Least squares versus maximum likelihood estimation methods

Two different approaches for estimating population parameters from a random sample. The need to choose between these two methods primarily occurs in Minitab's reliability commands and Analyze Variability.

Least squares method

Least squares estimates are calculated by fitting a regression line to the points from a data set that has the minimal sum of the deviations squared (least square error). In reliability analysis, this is plotted on a probability plot which can make interpretation easier.

Maximum likelihood method

The likelihood function indicates how likely the observed sample is a function of possible parameter values. Therefore, maximizing the likelihood function determines the parameters that are most likely to produce the observed data. From a statistical point of view, MLE is generally recommended for large samples because it is versatile, applicable to most models and different types of data, and produces the most precise estimates.

Comparison

In many cases, the differences between the LS and MLE results are minor, and the methods can be used interchangeably. You may want to run both methods and see whether the results confirm one another. If the results differ, you may want to determine why. Otherwise, you may want to use the more conservative estimates or consider the advantages of both approaches and make a choice for your problem.
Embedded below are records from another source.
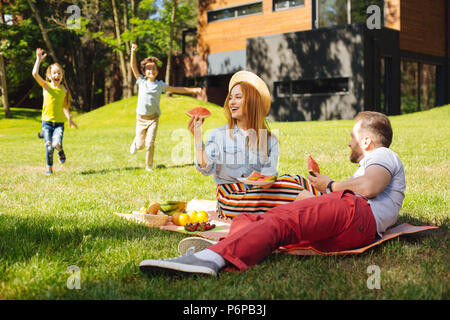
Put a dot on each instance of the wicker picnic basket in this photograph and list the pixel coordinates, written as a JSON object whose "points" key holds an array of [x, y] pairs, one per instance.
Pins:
{"points": [[151, 220]]}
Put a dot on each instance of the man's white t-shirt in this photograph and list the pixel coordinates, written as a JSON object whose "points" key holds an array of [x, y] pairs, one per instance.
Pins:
{"points": [[387, 204]]}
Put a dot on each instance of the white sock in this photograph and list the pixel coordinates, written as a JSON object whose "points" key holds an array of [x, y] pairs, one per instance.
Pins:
{"points": [[210, 255]]}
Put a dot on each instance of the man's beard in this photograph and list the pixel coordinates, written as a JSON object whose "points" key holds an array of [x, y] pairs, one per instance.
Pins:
{"points": [[356, 154]]}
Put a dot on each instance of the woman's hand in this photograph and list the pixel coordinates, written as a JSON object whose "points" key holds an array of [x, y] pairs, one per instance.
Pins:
{"points": [[40, 55], [304, 194]]}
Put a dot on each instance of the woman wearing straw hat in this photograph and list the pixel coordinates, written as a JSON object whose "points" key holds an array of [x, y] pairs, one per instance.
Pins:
{"points": [[243, 145]]}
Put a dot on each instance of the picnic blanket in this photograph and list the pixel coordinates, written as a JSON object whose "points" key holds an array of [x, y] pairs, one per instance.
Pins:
{"points": [[223, 227]]}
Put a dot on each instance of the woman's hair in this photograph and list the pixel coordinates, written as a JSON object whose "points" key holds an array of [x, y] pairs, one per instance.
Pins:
{"points": [[48, 73], [253, 108], [148, 60], [378, 125]]}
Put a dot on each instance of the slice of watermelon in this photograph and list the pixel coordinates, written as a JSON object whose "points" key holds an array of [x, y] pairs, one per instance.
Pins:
{"points": [[256, 176], [199, 111], [312, 166]]}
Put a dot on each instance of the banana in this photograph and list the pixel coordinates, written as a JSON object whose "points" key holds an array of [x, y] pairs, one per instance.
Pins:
{"points": [[170, 207]]}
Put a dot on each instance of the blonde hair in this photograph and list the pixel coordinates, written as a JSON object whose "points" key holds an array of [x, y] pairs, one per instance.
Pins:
{"points": [[253, 108], [48, 73]]}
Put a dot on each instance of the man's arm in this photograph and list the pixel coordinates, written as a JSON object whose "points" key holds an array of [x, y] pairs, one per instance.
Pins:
{"points": [[375, 179]]}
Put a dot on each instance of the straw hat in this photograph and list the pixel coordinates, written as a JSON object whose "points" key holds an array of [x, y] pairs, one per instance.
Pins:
{"points": [[254, 80]]}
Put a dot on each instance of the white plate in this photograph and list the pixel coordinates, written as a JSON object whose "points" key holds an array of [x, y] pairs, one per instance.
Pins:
{"points": [[254, 182]]}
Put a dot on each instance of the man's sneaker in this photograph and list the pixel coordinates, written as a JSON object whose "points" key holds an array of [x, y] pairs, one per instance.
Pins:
{"points": [[62, 156], [133, 148], [186, 264], [193, 245]]}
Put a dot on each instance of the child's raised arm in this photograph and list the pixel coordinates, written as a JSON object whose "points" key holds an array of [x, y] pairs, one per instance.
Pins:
{"points": [[133, 62], [40, 55], [195, 91]]}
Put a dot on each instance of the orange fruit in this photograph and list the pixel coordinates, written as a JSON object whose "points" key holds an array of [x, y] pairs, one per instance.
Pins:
{"points": [[193, 216], [175, 218], [183, 219], [202, 216]]}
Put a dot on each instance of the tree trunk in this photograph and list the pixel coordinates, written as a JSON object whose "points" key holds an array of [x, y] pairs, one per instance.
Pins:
{"points": [[79, 70], [127, 48], [4, 88], [171, 32], [123, 68]]}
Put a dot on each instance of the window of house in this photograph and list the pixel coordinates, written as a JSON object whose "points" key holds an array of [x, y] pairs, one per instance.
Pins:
{"points": [[235, 12], [418, 86], [332, 13], [306, 87], [287, 4]]}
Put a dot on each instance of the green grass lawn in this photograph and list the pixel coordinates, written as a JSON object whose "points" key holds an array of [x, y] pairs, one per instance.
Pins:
{"points": [[48, 224]]}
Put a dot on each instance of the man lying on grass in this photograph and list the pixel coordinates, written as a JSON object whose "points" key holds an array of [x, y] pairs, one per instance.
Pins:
{"points": [[350, 214]]}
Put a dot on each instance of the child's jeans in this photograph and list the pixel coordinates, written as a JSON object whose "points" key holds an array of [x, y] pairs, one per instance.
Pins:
{"points": [[146, 128], [53, 134]]}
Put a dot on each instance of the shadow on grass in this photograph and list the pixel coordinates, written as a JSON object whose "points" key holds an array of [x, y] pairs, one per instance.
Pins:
{"points": [[109, 170], [163, 166], [157, 168], [70, 238]]}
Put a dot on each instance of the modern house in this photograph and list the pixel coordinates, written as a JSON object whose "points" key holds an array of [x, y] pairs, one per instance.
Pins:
{"points": [[324, 59]]}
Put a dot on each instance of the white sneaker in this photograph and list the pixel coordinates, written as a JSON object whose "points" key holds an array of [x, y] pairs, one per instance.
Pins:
{"points": [[194, 244], [187, 264], [133, 147]]}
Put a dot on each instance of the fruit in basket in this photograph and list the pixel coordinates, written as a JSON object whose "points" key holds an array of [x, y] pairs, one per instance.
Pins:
{"points": [[153, 208], [202, 216], [181, 219], [170, 207], [199, 226], [143, 210], [193, 215]]}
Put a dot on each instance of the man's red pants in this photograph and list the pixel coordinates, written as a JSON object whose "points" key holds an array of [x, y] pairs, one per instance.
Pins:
{"points": [[331, 222]]}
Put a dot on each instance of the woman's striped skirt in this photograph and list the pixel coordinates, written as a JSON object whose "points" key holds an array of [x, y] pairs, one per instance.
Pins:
{"points": [[236, 198]]}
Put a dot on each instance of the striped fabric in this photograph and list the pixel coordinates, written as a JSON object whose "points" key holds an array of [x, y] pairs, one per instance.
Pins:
{"points": [[236, 198]]}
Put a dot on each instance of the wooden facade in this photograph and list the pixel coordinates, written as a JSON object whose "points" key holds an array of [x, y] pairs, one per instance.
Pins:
{"points": [[423, 27], [273, 42], [422, 24], [229, 35]]}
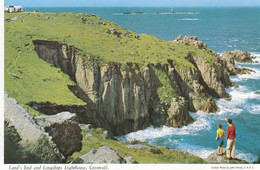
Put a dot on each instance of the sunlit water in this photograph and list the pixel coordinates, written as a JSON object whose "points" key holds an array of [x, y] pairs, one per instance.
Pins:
{"points": [[222, 29]]}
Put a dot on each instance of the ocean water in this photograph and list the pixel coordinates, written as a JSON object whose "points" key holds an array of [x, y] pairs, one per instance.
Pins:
{"points": [[222, 29]]}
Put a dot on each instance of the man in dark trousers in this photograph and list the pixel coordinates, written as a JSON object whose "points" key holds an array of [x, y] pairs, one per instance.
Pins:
{"points": [[231, 140]]}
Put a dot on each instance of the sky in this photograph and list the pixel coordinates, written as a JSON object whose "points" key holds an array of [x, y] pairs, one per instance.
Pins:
{"points": [[132, 3]]}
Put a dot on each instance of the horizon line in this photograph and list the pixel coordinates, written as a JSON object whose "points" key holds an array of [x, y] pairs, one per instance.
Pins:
{"points": [[141, 6]]}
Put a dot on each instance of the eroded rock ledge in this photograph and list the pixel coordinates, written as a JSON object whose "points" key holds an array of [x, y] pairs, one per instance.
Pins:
{"points": [[43, 139], [126, 96]]}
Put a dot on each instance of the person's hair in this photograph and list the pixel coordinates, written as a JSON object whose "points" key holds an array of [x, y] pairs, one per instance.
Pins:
{"points": [[229, 121]]}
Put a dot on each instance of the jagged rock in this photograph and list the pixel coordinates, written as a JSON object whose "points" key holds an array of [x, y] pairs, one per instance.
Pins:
{"points": [[257, 92], [14, 18], [113, 31], [127, 34], [191, 39], [103, 154], [85, 126], [130, 160], [88, 135], [106, 134], [214, 158], [243, 56], [209, 106], [126, 98], [239, 56], [34, 142], [14, 75], [178, 113], [64, 129]]}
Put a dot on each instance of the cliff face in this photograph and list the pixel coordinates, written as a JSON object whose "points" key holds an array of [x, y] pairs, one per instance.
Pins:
{"points": [[128, 97]]}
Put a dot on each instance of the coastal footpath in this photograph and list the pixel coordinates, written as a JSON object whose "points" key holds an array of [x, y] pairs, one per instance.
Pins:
{"points": [[69, 71]]}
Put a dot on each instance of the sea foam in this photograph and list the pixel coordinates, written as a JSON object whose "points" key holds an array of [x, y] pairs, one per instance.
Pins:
{"points": [[202, 123]]}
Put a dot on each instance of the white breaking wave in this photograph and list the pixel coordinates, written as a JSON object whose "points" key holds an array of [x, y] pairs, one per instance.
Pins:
{"points": [[254, 109], [239, 96], [202, 123], [197, 151], [189, 19], [246, 156]]}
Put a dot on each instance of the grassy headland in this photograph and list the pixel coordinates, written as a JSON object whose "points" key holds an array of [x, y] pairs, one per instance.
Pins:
{"points": [[37, 80], [29, 78]]}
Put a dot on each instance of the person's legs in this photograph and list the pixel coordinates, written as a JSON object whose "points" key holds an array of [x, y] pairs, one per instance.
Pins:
{"points": [[221, 150], [228, 149], [233, 149]]}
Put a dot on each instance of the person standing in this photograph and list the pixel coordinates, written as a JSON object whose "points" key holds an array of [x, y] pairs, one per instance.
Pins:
{"points": [[220, 139], [231, 140]]}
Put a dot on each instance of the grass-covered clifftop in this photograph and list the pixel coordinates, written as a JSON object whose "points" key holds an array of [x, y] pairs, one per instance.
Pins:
{"points": [[28, 78]]}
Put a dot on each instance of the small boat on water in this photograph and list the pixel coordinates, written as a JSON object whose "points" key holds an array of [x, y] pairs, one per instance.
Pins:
{"points": [[139, 12], [172, 12]]}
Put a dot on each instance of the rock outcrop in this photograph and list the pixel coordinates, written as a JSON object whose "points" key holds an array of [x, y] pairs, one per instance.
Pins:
{"points": [[64, 130], [178, 113], [103, 155], [36, 144], [191, 39], [125, 97], [214, 158], [43, 139], [242, 56], [239, 56]]}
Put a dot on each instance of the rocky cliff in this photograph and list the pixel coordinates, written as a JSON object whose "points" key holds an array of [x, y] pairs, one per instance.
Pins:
{"points": [[43, 139], [129, 97]]}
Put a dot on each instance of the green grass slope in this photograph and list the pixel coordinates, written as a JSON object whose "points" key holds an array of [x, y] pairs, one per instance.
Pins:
{"points": [[29, 78], [37, 81]]}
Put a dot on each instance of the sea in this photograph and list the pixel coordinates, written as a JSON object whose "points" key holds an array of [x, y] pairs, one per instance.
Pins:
{"points": [[222, 29]]}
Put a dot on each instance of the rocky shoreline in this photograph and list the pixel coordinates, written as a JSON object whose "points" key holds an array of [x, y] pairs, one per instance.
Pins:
{"points": [[99, 85], [71, 93]]}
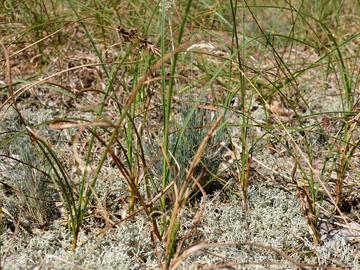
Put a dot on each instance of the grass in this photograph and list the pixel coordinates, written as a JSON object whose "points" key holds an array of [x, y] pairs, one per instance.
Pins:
{"points": [[163, 93]]}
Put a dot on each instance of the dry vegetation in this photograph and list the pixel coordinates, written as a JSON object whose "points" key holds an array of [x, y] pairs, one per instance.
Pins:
{"points": [[180, 134]]}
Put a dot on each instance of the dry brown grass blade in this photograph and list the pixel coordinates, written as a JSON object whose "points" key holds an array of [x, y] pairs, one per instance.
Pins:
{"points": [[184, 191], [9, 81], [344, 159]]}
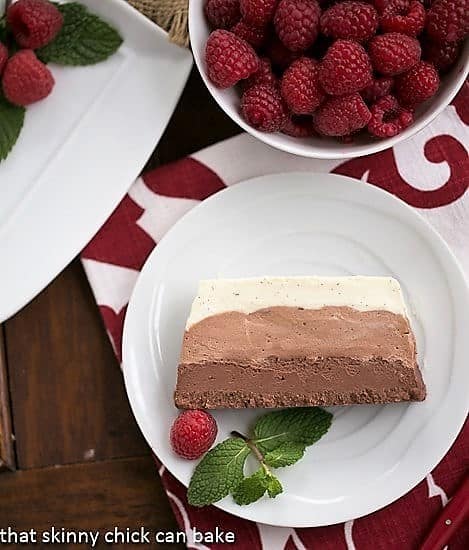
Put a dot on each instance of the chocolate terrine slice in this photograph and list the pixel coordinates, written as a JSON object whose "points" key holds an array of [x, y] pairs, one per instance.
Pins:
{"points": [[296, 341]]}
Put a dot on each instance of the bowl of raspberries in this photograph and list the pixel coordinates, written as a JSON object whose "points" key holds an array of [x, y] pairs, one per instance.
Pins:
{"points": [[331, 78]]}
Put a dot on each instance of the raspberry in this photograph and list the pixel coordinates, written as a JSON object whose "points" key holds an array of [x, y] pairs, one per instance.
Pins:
{"points": [[379, 4], [263, 108], [258, 12], [340, 116], [263, 75], [378, 88], [34, 23], [448, 20], [253, 35], [351, 19], [299, 126], [279, 54], [300, 86], [193, 433], [346, 68], [418, 84], [229, 59], [297, 23], [394, 53], [3, 56], [222, 14], [388, 118], [443, 55], [405, 16], [26, 79]]}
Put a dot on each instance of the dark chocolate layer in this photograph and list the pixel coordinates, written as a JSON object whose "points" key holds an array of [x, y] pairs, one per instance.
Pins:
{"points": [[285, 356]]}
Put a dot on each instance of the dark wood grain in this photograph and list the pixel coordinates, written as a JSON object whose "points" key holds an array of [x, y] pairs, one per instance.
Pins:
{"points": [[95, 496], [196, 123], [68, 399], [7, 455]]}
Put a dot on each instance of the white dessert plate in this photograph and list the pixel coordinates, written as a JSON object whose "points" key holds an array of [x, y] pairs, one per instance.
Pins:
{"points": [[81, 149], [305, 224]]}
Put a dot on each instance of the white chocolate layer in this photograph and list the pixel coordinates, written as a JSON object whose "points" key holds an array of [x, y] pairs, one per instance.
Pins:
{"points": [[247, 295]]}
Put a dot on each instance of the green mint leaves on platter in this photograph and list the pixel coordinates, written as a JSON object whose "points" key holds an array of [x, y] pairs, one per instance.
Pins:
{"points": [[279, 439], [11, 122], [219, 472], [84, 39]]}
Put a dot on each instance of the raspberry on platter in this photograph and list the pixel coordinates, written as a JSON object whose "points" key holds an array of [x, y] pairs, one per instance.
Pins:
{"points": [[25, 79], [193, 433], [34, 23]]}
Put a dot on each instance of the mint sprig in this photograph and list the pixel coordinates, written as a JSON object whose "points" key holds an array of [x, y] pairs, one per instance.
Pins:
{"points": [[299, 425], [11, 122], [279, 439], [218, 473], [84, 39]]}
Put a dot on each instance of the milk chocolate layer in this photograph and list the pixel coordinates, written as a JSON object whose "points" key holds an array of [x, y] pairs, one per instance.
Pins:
{"points": [[288, 356]]}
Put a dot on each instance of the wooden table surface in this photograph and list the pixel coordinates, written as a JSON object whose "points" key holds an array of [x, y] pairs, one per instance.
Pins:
{"points": [[66, 429]]}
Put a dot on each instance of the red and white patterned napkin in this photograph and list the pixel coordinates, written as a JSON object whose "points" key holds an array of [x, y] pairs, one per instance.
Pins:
{"points": [[429, 171]]}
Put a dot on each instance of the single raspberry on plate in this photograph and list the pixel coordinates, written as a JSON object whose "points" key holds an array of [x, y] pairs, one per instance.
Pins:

There are some areas where one approach has an advantage over the other:

 

LSE

MLE

Biased

No

Yes for small samples but decreases as sample size increases

Estimate Variance

Larger

Smaller

P-values

More precise

Less precise

Coefficients

Less precise

More precise

Censored data

Less reliable and unusable in extreme cases

More reliable even in extreme cases

Use LSE when the sample size is small and censoring is not particularly heavy. Otherwise, MLE estimates are generally preferred. Based on their relative strengths, LSE and MLE can be used together for different parts of the analysis. Use LSE's more precise p-values to select the terms to include in the model and use MLE to estimate the final coefficients.

For some commands, Minitab calculates the scale parameter using an adjusted ML estimate, which is simply the sample standard deviation (for the normal distribution) or the sample standard deviation of the transformed data (for the Box-Cox and Johnson transformations and the lognormal distribution).